We feel the pain of a loss more than twice as much as the benefit of a gain according to phycological research– We agonise over the loss of a £10 note while finding one would merely be pleasant rather than exquisite. If we get a £10 discount, we would be pleased, but not to the same extent we are peeved if charged a £10 penalty.
This human characteristic that phycologists call loss aversion is unhelpful when I am trying to encourage an investor that a recent and temporary loss of value is insignificant in the grand scheme of things.
We also take mental short cuts. We have to. It is necessary for survival. We chose a reference we know and make decisions based on that reference – we call it rule of thumb, common sense or gut instinct. The phycologists call it heuristics. Some of our shortcuts let us down because they don’t consider enough information and are influenced by our current environment and recent experiences.
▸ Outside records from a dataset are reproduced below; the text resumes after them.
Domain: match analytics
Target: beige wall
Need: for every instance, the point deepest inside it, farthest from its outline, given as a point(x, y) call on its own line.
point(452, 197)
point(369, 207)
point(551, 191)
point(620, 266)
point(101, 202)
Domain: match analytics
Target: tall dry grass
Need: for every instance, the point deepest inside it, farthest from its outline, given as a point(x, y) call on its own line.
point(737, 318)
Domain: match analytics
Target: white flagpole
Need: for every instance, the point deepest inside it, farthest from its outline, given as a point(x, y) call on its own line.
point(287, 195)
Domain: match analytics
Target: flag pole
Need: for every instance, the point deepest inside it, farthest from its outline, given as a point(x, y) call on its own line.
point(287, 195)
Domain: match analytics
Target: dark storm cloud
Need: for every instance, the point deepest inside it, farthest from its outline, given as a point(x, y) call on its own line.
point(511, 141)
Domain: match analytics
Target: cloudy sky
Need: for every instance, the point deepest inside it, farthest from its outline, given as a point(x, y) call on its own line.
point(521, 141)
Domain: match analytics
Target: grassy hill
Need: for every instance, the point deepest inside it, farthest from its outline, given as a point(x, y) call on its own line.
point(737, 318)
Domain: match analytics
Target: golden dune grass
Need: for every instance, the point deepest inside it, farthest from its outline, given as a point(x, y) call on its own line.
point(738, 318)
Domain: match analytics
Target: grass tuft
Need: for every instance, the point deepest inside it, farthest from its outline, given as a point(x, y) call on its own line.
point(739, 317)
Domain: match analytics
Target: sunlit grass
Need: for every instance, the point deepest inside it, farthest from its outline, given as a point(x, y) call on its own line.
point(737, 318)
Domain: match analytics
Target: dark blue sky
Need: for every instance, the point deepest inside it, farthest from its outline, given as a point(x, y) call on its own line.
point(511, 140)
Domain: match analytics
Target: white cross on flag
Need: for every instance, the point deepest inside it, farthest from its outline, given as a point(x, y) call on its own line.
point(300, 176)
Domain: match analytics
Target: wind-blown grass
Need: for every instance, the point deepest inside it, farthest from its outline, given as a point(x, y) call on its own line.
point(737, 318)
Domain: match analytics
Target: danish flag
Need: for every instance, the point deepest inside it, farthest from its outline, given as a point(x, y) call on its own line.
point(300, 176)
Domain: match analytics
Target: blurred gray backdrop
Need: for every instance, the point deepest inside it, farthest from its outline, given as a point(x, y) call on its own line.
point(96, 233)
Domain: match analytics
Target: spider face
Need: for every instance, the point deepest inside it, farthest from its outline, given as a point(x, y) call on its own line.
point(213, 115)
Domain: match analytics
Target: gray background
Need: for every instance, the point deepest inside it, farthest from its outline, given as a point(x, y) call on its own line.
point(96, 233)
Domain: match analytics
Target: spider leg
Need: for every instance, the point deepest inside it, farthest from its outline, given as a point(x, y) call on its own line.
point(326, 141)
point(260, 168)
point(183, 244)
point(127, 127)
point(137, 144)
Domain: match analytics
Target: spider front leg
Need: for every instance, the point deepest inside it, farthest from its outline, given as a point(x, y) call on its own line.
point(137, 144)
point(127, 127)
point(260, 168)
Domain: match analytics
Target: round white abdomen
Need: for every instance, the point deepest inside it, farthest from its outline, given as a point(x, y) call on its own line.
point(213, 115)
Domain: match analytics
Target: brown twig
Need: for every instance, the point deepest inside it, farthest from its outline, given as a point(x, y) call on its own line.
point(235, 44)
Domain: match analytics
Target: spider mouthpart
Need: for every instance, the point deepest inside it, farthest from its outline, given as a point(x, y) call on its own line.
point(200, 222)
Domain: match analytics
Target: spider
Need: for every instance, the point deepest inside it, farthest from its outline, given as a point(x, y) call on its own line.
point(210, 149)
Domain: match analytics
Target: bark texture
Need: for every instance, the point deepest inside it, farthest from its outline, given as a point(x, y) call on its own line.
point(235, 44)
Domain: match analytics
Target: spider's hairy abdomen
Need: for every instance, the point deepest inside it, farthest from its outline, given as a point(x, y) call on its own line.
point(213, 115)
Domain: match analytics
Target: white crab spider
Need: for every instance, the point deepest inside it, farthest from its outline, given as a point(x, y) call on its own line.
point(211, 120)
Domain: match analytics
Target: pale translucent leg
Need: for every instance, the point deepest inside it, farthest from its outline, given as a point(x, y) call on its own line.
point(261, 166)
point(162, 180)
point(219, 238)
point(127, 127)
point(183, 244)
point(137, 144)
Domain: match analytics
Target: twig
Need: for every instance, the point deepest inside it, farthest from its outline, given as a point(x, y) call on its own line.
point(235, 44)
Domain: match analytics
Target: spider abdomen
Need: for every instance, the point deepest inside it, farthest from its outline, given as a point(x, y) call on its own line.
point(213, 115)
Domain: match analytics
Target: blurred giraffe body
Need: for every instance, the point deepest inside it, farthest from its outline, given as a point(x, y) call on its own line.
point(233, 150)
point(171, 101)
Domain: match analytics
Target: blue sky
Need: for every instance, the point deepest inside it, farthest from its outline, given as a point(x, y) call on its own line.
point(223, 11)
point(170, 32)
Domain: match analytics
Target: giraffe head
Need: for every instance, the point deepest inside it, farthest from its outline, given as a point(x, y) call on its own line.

These two things combine to make the desire to sell just at the time you should be buying a very powerful feeling which is counterintuitive to the economic reality.
If I ask you when you would expect to get the best bargain on swimsuits; spring or winter? You know the bargains are in the sale, after the summer demand has fallen off and prices are discounted in the sale.
If I ask you to buy an investment that has fallen in value because it’s gone out of favour would you recognise it as a bargain to be snapped up in a sale?
It amazes me how many intelligent people end up buying high and selling low when it comes to investments. These same women snaffle some awesome bargains and revamp their entire wardrobe at a fraction of the cost a less savvy shopper ends up paying.
Which of these is the comment of a savvy shopper?
I was listening to the radio just before you called and apparently the FTSE 100 has grown 800 points this year and I think I would like to buy some more units in the tracker fund while it’s doing well.
I heard on the news on the way here that FTSE 100 is down 30 points and continuing to fall so I want to sell my tracker fund.
Neither. Both are wafty thinking, but don’t blame yourself if you thought one was a good idea it only shows you are human, but we do need to channel out inner Vulcan and be more practical and analytical about our investment reactions.